Weitere evolutionstheoretische Fragestellungen werden in vier Kurzbeiträgen behandelt. Die Konvergenz-Problematik ist auch ein Thema des Beitrags von André WELLER über Wasservögel. Morphologisch und molekular begründete Verwandtschaftsverhältnisse stimmen nicht immer überein. Reinhard JUNKER zeichnet an einem aktuellen Beispiel bei Schildkröten nach, wie aus einem abgeleiteten (evolutionär „fortschrittlichen“) Merkmal ein ursprüngliches („primitives“) werden kann. Daran wird beispielhaft deutlich, daß die evolutionstheoretische Wertung von Merkmalen kaum definitiv festgelegt werden kann. Herfried KUTZELNIGG schildert aktuelle Entwicklungen in der Systematik der Kernobstgewächse, und Judith FEHRER berichtet über neue Tendenzen in der sog. „Evo-Devo“-Forschung. Dieser Forschungszweig versucht, durch Erkenntnisse über die individuelle Entwicklung (Ontogenese) Einsichten über Makroevolution zu gewinnen. Bislang sind hier jedoch keine nennenswerten Fortschritte erzielt worden; vielmehr verschiebt sich die Forschung neuerdings mehr in den mikroevolutiven Bereich.

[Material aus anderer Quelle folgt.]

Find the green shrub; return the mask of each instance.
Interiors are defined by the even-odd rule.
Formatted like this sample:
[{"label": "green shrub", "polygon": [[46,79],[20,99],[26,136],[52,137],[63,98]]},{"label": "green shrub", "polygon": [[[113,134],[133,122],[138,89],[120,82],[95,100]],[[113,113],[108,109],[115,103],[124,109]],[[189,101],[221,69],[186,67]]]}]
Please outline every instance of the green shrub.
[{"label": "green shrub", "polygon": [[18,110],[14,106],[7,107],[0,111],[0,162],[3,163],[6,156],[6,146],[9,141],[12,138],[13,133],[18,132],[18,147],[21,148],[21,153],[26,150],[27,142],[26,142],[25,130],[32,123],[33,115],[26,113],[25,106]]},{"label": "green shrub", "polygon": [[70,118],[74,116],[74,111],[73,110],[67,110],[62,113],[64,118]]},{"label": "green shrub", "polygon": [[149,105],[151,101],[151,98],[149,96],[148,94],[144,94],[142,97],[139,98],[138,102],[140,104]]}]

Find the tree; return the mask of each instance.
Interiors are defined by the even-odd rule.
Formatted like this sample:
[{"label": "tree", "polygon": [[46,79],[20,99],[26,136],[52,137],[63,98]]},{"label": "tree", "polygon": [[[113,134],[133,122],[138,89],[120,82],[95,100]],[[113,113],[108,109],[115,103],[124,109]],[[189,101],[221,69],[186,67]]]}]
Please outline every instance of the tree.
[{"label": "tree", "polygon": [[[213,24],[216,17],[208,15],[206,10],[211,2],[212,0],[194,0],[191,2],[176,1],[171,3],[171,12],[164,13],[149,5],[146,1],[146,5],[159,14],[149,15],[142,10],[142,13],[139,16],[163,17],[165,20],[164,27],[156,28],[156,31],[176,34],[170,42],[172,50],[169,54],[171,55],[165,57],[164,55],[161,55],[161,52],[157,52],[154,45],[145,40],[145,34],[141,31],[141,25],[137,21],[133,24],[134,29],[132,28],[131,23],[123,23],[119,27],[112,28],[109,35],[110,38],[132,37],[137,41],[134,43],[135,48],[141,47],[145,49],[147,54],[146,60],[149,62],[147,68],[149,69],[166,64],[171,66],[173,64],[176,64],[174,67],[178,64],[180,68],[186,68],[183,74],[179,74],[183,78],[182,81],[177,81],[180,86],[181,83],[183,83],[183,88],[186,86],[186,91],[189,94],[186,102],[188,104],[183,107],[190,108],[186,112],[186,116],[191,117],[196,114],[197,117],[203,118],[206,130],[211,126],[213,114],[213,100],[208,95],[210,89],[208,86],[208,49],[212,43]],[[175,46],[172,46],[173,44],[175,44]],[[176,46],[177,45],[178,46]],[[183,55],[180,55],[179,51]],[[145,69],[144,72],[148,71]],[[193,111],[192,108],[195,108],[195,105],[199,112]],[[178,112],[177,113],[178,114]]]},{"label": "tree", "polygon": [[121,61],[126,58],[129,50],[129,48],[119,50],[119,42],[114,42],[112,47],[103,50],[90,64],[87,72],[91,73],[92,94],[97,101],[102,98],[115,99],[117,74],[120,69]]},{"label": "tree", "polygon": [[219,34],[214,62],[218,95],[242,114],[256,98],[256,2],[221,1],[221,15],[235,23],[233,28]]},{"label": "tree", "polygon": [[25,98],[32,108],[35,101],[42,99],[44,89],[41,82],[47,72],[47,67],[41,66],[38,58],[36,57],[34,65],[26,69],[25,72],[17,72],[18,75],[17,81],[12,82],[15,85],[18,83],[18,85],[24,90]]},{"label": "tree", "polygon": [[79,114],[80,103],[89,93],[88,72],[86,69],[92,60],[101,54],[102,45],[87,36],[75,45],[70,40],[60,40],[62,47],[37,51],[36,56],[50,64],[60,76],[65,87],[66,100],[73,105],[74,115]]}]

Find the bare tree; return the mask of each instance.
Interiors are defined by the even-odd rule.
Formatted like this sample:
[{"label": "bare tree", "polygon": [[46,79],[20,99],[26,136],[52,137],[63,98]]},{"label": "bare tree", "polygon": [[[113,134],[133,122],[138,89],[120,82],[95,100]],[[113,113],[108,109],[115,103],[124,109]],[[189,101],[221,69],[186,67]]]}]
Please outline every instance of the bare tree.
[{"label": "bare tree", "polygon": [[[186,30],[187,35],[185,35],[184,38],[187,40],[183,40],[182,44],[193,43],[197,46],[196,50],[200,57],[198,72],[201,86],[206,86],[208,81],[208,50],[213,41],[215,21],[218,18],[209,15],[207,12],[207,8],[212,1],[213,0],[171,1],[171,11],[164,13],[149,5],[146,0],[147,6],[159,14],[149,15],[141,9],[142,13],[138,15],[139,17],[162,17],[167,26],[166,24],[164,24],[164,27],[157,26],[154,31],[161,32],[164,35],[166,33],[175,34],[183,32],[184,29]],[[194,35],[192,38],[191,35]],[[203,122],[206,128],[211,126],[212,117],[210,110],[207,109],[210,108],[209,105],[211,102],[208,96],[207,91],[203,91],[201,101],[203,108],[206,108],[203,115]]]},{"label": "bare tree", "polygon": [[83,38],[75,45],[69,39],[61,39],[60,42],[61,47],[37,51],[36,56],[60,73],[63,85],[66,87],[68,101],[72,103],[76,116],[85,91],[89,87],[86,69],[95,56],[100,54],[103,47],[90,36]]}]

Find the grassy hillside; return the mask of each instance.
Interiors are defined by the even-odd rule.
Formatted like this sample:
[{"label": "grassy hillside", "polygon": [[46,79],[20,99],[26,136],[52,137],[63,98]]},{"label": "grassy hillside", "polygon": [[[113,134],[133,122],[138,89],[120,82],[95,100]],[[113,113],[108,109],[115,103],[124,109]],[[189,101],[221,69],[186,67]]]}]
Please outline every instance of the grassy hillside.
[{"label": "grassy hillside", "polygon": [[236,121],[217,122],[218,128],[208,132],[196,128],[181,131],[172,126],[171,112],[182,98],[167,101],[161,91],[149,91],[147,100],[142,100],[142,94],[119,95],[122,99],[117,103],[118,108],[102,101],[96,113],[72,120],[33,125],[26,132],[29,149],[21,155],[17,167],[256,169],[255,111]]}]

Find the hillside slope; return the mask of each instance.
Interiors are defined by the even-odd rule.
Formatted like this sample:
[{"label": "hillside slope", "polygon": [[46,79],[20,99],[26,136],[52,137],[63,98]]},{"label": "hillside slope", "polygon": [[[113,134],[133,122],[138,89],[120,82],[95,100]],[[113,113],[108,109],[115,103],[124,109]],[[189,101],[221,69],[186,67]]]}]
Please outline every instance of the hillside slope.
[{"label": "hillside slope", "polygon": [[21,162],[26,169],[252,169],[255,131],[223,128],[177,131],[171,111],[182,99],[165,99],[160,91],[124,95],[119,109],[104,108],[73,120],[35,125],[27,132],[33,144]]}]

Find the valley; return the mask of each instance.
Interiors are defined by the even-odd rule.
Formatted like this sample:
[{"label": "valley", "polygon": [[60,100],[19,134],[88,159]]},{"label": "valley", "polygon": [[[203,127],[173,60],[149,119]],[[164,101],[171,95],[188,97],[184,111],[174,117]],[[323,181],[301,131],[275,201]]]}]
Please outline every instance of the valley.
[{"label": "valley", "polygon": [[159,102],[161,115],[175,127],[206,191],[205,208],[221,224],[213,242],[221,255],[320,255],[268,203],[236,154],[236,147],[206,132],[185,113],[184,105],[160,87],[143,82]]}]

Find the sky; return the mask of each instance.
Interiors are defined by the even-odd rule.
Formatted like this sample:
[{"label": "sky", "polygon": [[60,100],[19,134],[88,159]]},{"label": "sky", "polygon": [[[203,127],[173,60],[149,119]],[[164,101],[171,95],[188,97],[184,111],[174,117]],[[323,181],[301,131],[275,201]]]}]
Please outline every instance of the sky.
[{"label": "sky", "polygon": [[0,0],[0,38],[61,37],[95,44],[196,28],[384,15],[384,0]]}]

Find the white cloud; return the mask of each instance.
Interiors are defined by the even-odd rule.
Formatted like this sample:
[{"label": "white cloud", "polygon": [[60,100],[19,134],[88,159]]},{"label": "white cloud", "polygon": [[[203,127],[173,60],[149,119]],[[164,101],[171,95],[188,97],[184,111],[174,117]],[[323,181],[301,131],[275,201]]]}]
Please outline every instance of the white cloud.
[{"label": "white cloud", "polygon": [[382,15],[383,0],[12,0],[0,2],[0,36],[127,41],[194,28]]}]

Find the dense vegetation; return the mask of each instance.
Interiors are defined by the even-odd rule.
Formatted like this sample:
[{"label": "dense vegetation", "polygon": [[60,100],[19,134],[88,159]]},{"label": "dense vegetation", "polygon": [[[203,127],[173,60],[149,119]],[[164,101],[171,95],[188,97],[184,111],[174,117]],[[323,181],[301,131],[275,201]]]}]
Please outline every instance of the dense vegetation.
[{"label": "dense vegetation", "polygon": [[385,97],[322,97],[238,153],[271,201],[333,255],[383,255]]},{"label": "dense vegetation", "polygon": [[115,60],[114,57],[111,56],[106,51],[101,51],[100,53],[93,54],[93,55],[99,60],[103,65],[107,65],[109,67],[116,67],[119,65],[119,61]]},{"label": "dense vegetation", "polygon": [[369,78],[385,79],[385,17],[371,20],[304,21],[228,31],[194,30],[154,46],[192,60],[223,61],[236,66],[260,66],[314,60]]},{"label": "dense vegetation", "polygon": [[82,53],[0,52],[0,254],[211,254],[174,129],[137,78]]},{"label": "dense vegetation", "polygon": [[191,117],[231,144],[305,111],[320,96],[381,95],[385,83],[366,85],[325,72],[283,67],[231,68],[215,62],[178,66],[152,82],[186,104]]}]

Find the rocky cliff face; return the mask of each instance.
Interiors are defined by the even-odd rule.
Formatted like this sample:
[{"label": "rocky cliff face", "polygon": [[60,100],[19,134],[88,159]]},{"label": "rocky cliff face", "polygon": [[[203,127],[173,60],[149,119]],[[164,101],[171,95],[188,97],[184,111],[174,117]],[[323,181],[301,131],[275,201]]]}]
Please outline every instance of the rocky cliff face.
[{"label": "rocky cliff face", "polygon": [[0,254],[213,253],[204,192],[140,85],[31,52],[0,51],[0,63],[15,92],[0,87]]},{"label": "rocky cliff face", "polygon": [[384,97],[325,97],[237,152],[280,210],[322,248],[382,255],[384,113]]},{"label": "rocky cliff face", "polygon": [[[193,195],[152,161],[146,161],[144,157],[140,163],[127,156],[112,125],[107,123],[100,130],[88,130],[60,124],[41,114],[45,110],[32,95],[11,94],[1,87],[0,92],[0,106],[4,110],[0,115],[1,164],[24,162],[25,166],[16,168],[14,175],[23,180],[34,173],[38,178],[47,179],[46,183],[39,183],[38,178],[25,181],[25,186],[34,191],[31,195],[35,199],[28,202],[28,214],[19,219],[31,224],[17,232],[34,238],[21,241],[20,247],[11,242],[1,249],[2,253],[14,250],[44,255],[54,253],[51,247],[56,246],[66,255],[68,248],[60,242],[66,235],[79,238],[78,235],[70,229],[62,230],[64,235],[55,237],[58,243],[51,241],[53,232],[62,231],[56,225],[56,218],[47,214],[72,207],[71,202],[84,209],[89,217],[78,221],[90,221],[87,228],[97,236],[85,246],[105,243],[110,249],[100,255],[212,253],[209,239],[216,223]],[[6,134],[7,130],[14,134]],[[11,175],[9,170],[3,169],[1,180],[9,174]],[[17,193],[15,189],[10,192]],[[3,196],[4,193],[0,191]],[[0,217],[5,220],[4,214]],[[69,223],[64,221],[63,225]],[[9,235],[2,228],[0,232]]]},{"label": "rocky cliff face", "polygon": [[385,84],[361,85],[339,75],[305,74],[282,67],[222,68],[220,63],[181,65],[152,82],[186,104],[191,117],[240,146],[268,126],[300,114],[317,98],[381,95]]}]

Noch immer weitgehend im Dunkeln bleibt die sog. „Dunkle Materie“, deren Existenz postuliert wird, um verschiedene Theorien in der Astrophysik und die mit ihnen verbundenen Zeitvorstellungen aufrechterhalten zu können. Oliver BECK gibt einen Überblick über die jüngsten Versuche, die Dunkle Materie in der Milchstraße „dingfest“ zu machen, wo am ehesten ein direkter Nachweis möglich wäre; doch die Ausbeute ist nach wie vor mager.